The findings, published in Journals of Gerontology: Medical Sciences, determined that the multidimensional sleep domain was a significant predictor of all-cause and cardiovascular mortality. Sleep’s predictive ability was lower than that of physical health, sociodemographic, mental health and medication domains, but higher than that of health behaviors (which include smoking status and alcohol use) and several other well-established predictors. 

 “We know that sleep is important for health. However, Meredith’s sophisticated statistical analyses tell us that sleep is a ‘player’ in health outcomes on par with other, more well-established risk factors,” said Dr.

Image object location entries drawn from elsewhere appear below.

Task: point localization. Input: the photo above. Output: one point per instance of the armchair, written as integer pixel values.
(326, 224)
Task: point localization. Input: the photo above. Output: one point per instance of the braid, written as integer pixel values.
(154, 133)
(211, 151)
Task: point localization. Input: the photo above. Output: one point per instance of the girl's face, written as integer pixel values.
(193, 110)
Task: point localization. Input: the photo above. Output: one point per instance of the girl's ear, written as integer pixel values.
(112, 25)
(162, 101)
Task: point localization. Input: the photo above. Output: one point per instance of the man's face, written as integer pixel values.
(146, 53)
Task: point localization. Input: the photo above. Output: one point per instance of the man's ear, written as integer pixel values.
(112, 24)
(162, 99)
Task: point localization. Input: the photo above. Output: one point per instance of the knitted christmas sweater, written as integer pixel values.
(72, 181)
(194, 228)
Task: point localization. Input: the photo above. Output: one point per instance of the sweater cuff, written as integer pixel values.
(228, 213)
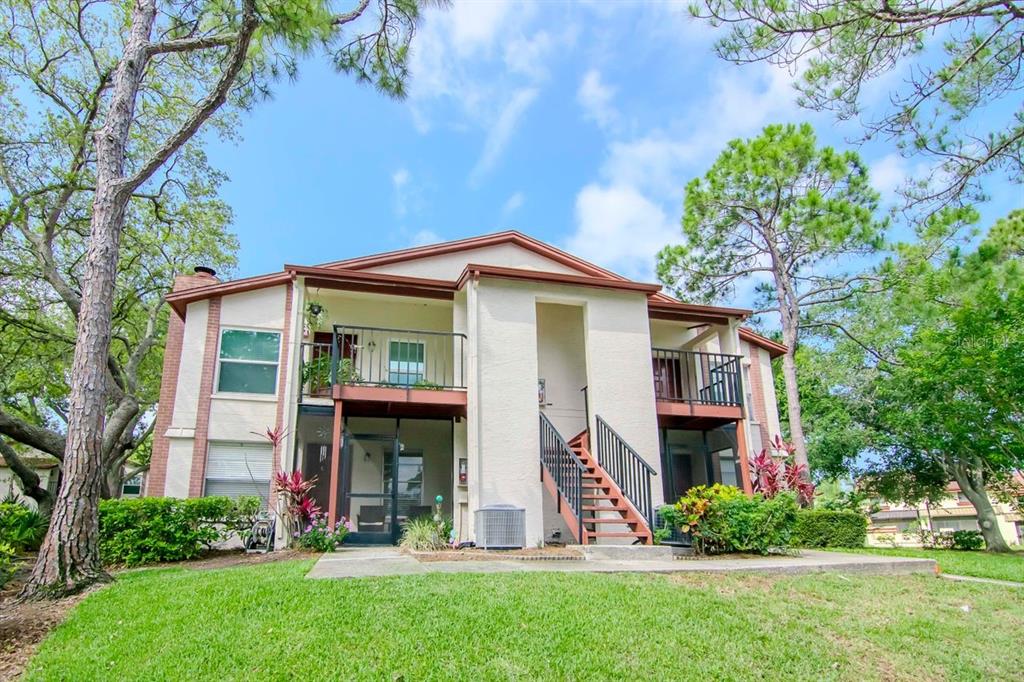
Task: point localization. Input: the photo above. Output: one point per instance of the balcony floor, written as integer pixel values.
(689, 415)
(394, 401)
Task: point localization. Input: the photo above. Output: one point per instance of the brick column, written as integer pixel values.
(757, 391)
(200, 444)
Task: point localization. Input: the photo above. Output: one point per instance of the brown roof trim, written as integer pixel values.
(774, 348)
(508, 237)
(673, 305)
(179, 300)
(552, 278)
(329, 278)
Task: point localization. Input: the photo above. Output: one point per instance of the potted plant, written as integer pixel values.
(314, 314)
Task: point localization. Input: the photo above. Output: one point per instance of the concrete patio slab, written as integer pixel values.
(368, 562)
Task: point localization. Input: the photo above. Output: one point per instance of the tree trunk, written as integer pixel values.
(69, 559)
(974, 488)
(29, 479)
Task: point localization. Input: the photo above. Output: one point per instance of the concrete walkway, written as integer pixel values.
(379, 561)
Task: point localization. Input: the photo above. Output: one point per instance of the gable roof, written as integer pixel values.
(352, 272)
(496, 239)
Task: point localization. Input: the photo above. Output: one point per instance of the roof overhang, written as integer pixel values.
(508, 237)
(662, 307)
(394, 285)
(179, 300)
(774, 348)
(500, 272)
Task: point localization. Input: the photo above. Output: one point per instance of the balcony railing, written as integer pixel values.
(385, 357)
(696, 378)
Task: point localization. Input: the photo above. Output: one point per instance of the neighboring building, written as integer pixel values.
(45, 466)
(897, 523)
(476, 370)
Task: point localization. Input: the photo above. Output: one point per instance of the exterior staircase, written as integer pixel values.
(606, 512)
(589, 500)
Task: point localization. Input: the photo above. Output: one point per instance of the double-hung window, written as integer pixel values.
(406, 363)
(248, 361)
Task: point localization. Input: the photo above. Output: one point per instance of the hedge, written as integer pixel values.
(152, 529)
(822, 527)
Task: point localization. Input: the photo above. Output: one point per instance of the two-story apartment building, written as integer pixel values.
(493, 370)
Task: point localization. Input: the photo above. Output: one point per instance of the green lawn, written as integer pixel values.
(267, 622)
(980, 564)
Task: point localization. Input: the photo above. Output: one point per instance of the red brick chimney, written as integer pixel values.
(157, 479)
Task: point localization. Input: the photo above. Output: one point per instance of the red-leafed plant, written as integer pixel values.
(294, 491)
(773, 472)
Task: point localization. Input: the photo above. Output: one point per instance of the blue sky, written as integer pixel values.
(578, 124)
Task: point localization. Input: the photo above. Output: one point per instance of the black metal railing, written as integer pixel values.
(383, 356)
(631, 473)
(687, 376)
(564, 468)
(399, 357)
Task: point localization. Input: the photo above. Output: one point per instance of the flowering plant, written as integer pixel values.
(317, 536)
(769, 476)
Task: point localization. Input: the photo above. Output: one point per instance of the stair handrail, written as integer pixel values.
(630, 472)
(564, 468)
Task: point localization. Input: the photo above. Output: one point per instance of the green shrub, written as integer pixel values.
(422, 535)
(317, 535)
(8, 560)
(22, 527)
(968, 540)
(824, 527)
(151, 529)
(721, 519)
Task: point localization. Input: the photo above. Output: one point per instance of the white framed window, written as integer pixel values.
(248, 361)
(406, 361)
(239, 469)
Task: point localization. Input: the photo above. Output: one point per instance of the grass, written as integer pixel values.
(268, 622)
(980, 564)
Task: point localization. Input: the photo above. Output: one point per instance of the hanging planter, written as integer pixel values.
(314, 314)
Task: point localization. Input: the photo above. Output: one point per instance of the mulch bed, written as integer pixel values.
(526, 554)
(24, 626)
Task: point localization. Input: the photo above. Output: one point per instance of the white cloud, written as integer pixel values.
(501, 132)
(627, 216)
(477, 67)
(513, 204)
(399, 183)
(425, 237)
(619, 227)
(595, 97)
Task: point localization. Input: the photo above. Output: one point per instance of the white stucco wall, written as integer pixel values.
(450, 266)
(621, 386)
(562, 364)
(503, 409)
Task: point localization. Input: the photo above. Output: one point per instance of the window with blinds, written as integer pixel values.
(239, 469)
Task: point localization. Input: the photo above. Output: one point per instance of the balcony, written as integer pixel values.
(699, 384)
(384, 365)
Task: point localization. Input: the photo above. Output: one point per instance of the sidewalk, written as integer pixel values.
(380, 561)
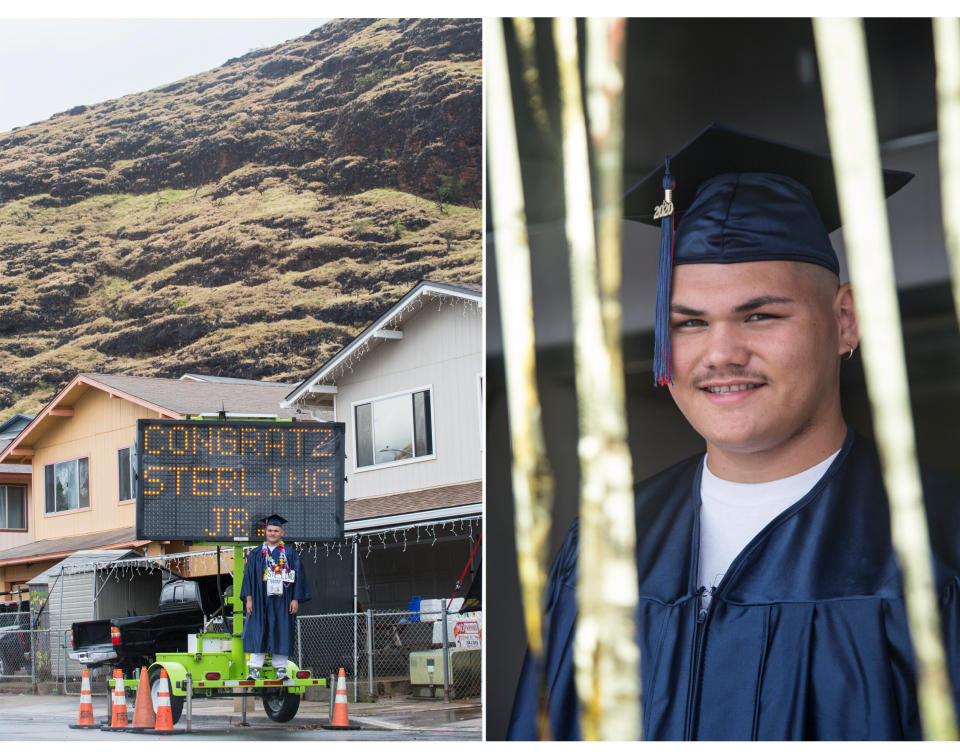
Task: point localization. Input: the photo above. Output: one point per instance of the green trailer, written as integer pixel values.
(216, 666)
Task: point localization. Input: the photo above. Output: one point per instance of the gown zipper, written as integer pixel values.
(703, 606)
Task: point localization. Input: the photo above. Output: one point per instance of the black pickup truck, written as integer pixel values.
(131, 642)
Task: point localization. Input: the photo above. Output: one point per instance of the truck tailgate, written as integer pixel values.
(91, 633)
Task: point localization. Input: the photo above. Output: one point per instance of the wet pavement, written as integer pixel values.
(26, 717)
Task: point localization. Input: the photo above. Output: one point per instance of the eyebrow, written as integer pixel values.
(747, 306)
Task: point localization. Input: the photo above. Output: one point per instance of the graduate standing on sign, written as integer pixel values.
(273, 586)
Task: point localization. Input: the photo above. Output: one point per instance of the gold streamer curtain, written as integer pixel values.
(607, 662)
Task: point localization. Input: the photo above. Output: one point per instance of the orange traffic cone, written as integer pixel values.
(118, 718)
(164, 714)
(143, 717)
(163, 725)
(86, 704)
(341, 720)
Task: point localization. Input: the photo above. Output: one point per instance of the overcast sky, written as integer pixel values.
(50, 65)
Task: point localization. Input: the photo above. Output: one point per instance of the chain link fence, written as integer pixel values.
(383, 654)
(386, 654)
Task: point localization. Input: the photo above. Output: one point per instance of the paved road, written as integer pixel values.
(25, 717)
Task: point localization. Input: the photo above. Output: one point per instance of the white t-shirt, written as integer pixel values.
(733, 513)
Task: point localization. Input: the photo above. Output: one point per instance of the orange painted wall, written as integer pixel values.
(100, 426)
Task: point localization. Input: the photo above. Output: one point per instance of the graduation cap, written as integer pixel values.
(728, 196)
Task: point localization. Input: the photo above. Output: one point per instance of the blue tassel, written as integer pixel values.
(662, 370)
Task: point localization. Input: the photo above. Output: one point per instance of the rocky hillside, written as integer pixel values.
(246, 221)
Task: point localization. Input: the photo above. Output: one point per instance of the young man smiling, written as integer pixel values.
(770, 603)
(273, 586)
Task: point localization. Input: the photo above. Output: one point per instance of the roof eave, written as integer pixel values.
(424, 287)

Buysse. “These findings also suggest that we might be able to intervene on multiple aspects of sleep in order to improve health outcomes.”

“The multidimensional sleep health domain was a better predictor of time to all-cause and cardiovascular mortality than was the health behaviors domain,” said Dr. Hall, the study’s senior author. “Health care providers often ask about health behaviors like smoking and physical activity when trying to assess a patient’s health. These data suggest they should also ask about and make recommendations related to sleep.” 

Multidimensional Sleep and Mortality in Older Adults: A Machine-Learning Comparison with Other Risk Factors
Wallace ML, Buysse DJ, Redline S, Stone KL, Ensrud K, Leng Y, Ancoli-Israel S, Hall MH

Journals of Gerontology: Medical Sciences, 2019. Vol 74: 1903-1909.